Dipartimento di Energetica “S.Stecco”, viale Morgagni 40, 50134 – Firenze E-mail: stefania.bellavia@unifi.it Tel. 055 4796703 Fax 055 4796744
Modalità di verifica apprendimento
Prova pratica in Matlab e colloquio sul programma svolto.
Programma del corso
Metodi numerici e algoritmi: definizioni. Analisi degli errori in un processo numerico: errori di discretizzazione e errori di arrotondamento; aritmetica in virgola mobile e precisione finita; condizionamento e stabilita’.

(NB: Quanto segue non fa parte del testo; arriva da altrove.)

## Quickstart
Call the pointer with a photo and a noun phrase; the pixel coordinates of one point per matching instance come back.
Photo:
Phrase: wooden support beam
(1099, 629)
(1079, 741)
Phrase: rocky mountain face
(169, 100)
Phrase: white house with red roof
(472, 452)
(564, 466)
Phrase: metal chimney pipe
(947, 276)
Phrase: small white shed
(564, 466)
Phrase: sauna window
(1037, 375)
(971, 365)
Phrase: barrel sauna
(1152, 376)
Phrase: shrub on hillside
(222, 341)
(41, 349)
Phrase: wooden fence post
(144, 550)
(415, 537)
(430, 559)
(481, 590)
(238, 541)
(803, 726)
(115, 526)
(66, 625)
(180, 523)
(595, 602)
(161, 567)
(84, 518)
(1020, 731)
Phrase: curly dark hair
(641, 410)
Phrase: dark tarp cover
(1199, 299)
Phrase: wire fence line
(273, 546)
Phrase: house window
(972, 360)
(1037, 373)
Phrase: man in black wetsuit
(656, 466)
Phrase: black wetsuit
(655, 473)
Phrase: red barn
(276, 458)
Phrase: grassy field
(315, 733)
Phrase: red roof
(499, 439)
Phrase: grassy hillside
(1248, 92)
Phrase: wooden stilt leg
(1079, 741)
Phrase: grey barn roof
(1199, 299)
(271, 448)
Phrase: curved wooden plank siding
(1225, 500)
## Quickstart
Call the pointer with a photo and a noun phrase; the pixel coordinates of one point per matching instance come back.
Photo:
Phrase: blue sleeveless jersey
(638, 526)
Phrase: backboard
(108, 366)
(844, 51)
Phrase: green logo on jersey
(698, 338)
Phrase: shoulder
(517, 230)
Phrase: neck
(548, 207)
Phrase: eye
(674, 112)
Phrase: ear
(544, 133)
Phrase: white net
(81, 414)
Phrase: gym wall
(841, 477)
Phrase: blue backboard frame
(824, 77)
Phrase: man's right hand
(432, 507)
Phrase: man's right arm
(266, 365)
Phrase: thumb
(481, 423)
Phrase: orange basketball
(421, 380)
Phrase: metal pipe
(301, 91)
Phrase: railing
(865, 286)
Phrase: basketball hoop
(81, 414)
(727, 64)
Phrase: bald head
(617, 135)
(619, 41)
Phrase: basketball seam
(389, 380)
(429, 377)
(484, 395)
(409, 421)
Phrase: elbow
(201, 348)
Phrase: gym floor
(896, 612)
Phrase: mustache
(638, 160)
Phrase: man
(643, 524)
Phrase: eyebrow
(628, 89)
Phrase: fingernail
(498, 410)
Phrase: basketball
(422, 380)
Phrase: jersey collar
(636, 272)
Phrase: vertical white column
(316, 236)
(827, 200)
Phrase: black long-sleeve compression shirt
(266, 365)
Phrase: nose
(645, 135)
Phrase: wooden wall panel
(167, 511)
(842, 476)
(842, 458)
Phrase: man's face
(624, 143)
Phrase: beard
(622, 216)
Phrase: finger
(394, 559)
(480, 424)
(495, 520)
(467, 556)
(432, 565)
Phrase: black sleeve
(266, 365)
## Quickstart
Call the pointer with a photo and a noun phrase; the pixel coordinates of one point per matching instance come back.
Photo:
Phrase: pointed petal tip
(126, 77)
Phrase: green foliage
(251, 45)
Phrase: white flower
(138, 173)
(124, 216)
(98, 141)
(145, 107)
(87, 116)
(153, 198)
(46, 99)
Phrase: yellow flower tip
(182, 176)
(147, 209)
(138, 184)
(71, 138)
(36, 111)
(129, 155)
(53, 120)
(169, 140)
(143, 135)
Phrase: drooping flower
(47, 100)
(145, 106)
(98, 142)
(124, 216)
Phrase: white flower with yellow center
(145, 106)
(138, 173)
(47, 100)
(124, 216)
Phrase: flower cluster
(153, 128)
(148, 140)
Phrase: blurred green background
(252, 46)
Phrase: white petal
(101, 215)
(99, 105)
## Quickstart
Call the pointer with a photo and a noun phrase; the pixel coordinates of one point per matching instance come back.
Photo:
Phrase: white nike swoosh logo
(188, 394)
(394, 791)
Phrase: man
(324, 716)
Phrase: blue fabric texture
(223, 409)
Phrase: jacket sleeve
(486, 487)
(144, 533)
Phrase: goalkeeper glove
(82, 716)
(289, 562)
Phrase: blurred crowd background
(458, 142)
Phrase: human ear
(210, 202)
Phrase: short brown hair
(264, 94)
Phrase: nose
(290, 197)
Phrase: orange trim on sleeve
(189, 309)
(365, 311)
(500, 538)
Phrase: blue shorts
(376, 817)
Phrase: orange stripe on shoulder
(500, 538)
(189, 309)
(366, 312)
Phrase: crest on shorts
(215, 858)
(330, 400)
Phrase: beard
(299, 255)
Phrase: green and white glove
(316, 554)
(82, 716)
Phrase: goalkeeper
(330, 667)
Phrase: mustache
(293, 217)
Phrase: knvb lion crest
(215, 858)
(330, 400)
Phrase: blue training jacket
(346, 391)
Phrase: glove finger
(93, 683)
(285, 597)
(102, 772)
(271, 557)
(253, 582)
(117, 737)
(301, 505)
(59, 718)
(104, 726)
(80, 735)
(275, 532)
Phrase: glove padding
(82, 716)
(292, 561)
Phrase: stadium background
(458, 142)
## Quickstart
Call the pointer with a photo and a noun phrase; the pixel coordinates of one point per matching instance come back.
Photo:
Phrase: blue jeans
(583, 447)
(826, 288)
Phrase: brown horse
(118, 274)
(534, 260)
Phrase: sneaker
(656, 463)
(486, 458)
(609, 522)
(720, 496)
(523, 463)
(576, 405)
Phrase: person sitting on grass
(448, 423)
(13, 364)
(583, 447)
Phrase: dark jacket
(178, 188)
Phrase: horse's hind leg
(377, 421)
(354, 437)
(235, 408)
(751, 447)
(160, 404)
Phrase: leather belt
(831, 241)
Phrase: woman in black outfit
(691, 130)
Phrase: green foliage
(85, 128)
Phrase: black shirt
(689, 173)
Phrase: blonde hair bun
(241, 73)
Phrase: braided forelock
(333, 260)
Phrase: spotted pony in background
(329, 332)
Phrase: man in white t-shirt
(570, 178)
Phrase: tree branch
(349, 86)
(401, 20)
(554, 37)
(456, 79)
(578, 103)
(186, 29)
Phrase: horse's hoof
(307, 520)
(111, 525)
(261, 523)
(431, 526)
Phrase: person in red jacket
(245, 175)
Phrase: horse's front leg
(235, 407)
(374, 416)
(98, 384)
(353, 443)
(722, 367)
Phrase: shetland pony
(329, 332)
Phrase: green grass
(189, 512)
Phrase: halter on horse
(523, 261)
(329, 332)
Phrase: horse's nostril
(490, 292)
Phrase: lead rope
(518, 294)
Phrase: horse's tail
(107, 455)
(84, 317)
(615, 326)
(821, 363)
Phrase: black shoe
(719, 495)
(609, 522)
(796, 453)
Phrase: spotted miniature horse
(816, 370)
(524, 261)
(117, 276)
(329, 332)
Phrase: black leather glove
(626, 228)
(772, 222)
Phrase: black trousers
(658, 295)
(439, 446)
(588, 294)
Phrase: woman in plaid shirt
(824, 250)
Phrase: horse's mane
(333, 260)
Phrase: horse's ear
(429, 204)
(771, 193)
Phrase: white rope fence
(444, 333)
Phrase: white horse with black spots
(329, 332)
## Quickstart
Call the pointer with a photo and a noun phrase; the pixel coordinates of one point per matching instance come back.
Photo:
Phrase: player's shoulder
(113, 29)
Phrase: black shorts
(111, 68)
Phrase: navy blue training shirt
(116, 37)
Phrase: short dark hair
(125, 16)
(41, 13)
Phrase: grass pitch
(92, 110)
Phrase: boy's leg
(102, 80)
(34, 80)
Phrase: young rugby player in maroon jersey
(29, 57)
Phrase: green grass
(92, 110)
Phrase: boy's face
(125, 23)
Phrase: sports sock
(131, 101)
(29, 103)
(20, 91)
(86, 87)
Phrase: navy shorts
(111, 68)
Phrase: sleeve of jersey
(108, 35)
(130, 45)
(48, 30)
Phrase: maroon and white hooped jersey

Interpolazione polinomiale e polinomiale a tratti: forma di Lagrange e forma di Newton del polinomio interpolante, errore di interpolazione, condizionamento del problema, ascisse di Chebyshev; interpolazione di Hermite; funzioni spline, spline cubiche interpolanti nei nodi.
Integrazione numerica: formule di Newton-Cotes; formule composite; analisi dell’errore e condizionamento; estrapolazione di Richardson; formule adattive.
Risoluzione di equazioni non lineari: condizionamento del problema; metodo di bisezione, metodo delle secanti e metodo di Newton; proprietà di convergenza e questioni algoritmiche. Metodo di Newton per sistemi non lineari.
Metodi diretti per sistemi lineari: metodo di eliminazione di Gauss; fattorizzazioni LU e di Cholesky; trasformazioni di Householder e fattorizzazione QR; tecniche di pivoting; analisi dell’errore.
Metodi iterativi stazionari per sistemi lineari: definizione e analisi di convergenza; metodo di Jacobi e metodo di Gauss-Seidel; splitting regolari di matrici, il metodo SOR.
Introduzione all’ambiente di programmazione MATLAB.